2. The recycled rubber as claimed in claim 1, wherein (b) double bond monomer and (a) R1-M have a weight ratio of 100:0.01 to 100:5.

3. The recycled rubber as claimed in claim 1, wherein (b) double bond monomer and (c) ethylene sulfide have a weight ratio of 100:1 to 100:5.

4. The recycled rubber as claimed in claim 1, wherein (b) double bond monomer and (d) polymerization terminator have a weight ratio of 100:1 to 100:5.

5. The recycled rubber as claimed in claim 1, wherein the modifier has a weight average molecular weight of 1000 to 400,000.

6. The recycled rubber as claimed in claim 1, wherein the rubber comprises poly(cis-1,3-butadiene) rubber, polystyrene-butadiene rubber, nitrile rubber, buna rubber, ethylene propylene rubber, butyl rubber, or a combination thereof.

7. The recycled rubber as claimed in claim 1, wherein (b) double bond monomer is styrene.
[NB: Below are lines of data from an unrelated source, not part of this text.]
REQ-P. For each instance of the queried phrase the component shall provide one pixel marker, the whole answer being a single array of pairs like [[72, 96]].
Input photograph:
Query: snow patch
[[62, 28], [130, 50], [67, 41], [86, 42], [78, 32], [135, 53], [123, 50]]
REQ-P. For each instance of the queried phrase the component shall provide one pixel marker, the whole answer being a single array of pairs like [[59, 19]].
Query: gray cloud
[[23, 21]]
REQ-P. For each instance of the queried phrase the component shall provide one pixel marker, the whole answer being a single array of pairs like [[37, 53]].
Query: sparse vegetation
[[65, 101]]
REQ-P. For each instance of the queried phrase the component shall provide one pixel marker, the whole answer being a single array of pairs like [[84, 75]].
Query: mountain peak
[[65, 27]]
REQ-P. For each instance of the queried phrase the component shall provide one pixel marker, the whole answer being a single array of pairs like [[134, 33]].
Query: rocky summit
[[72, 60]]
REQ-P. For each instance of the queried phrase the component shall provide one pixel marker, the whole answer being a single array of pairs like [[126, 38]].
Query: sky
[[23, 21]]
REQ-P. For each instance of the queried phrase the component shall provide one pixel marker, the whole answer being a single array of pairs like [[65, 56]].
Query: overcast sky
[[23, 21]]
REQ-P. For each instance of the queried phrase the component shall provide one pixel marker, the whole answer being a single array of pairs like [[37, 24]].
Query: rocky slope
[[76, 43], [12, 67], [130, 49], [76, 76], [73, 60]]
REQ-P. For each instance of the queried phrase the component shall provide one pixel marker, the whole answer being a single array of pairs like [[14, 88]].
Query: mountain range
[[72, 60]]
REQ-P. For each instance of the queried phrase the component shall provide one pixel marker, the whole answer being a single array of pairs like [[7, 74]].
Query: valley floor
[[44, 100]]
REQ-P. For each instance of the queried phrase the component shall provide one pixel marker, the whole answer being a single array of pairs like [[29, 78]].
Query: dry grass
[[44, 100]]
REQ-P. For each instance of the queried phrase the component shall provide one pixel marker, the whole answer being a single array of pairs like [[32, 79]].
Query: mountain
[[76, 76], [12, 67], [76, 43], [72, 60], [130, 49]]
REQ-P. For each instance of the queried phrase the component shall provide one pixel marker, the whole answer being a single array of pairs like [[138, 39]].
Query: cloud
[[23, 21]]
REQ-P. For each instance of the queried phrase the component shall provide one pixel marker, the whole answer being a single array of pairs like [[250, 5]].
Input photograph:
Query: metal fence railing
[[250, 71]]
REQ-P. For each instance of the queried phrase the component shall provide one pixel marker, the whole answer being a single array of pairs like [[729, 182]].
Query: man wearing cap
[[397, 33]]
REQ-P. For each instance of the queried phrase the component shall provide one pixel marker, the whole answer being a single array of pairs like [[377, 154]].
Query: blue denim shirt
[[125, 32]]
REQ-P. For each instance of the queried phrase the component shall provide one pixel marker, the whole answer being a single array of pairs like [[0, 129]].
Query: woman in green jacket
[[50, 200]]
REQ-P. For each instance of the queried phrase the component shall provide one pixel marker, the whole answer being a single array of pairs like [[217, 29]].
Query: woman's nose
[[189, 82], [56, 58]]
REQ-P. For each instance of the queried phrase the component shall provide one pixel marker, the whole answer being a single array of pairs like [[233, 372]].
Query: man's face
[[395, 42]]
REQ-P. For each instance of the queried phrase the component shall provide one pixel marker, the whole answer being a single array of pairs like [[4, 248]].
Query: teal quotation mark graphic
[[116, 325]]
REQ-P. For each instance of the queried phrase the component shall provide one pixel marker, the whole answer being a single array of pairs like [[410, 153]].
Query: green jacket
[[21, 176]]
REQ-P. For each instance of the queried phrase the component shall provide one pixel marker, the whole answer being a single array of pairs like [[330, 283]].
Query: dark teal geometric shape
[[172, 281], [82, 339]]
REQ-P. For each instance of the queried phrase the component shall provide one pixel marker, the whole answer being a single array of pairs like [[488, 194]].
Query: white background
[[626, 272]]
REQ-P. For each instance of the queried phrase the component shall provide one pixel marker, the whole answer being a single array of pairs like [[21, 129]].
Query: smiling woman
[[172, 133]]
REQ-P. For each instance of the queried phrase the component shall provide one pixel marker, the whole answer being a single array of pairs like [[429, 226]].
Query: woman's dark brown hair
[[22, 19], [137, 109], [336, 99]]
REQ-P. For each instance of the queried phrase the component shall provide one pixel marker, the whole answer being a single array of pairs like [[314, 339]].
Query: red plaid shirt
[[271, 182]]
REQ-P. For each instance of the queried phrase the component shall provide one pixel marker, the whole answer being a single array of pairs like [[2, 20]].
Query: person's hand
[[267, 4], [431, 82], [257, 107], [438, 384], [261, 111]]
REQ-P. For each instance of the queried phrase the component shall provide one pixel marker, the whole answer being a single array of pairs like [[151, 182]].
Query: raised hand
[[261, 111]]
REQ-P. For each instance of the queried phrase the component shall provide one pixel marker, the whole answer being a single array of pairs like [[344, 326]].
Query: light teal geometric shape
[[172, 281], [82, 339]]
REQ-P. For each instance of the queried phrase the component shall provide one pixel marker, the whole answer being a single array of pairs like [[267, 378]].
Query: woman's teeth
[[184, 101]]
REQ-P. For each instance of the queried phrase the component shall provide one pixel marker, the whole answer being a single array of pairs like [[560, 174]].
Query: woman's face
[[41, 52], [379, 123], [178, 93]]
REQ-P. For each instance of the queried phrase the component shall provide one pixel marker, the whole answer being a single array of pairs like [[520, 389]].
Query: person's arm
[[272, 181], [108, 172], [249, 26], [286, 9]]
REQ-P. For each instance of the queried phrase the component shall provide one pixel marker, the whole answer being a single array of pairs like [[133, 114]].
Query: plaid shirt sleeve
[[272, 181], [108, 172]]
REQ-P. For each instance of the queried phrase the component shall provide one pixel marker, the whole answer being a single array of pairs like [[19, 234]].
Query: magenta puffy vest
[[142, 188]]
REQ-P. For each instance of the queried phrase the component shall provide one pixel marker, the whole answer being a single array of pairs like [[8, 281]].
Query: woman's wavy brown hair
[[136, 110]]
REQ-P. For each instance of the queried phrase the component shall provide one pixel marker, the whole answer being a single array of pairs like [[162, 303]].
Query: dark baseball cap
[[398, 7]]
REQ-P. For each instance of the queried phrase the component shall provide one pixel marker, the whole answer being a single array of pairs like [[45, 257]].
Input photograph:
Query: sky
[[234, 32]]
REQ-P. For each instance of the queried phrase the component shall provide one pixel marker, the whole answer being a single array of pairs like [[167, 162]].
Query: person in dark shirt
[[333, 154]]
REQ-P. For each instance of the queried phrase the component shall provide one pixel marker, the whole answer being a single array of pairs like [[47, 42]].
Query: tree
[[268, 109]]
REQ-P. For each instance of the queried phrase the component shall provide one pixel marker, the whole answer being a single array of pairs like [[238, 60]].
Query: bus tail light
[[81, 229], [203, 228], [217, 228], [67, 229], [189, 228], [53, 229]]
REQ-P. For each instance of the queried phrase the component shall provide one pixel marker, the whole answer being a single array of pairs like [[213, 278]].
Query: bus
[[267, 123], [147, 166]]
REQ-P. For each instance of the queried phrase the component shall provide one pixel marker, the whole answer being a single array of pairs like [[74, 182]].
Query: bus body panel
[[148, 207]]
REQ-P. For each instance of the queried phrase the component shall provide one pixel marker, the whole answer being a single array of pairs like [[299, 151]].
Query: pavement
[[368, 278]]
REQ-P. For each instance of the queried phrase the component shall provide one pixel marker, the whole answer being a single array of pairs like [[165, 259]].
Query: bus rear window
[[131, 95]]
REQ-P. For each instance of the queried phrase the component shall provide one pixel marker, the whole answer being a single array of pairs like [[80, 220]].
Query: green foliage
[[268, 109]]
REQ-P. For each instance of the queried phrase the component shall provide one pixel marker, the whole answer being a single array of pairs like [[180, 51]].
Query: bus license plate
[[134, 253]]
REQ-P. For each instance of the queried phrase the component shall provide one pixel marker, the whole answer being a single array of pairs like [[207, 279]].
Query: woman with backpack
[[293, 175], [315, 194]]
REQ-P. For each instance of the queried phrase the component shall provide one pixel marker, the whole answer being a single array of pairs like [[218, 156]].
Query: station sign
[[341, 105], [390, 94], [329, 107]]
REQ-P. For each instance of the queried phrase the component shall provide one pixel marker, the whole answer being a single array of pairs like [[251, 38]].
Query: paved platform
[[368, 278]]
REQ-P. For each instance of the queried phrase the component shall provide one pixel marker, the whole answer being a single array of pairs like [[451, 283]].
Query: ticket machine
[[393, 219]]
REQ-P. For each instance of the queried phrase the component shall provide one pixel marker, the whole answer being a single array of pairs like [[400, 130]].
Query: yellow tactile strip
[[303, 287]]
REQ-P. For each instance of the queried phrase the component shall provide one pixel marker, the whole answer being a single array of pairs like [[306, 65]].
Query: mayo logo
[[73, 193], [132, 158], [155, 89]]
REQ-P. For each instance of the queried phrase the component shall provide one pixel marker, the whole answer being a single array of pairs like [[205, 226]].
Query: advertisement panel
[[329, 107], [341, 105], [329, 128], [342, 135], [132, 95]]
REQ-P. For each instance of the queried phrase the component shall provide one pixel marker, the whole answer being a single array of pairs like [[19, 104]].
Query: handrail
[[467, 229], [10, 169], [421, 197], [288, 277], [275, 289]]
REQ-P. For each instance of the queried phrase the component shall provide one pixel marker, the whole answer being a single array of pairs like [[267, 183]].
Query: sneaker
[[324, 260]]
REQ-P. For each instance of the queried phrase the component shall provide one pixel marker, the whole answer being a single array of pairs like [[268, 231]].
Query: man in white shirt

8. The recycled rubber as claimed in claim 1, wherein (b) double bond monomer is styrene and isoprene, and styrene and the isoprene are arranged in block or random.

9. The recycled rubber as claimed in claim 1, wherein (b) double bond monomer is isoprene.

10. The recycled rubber as claimed in claim 1, being further vulcanization crosslinked.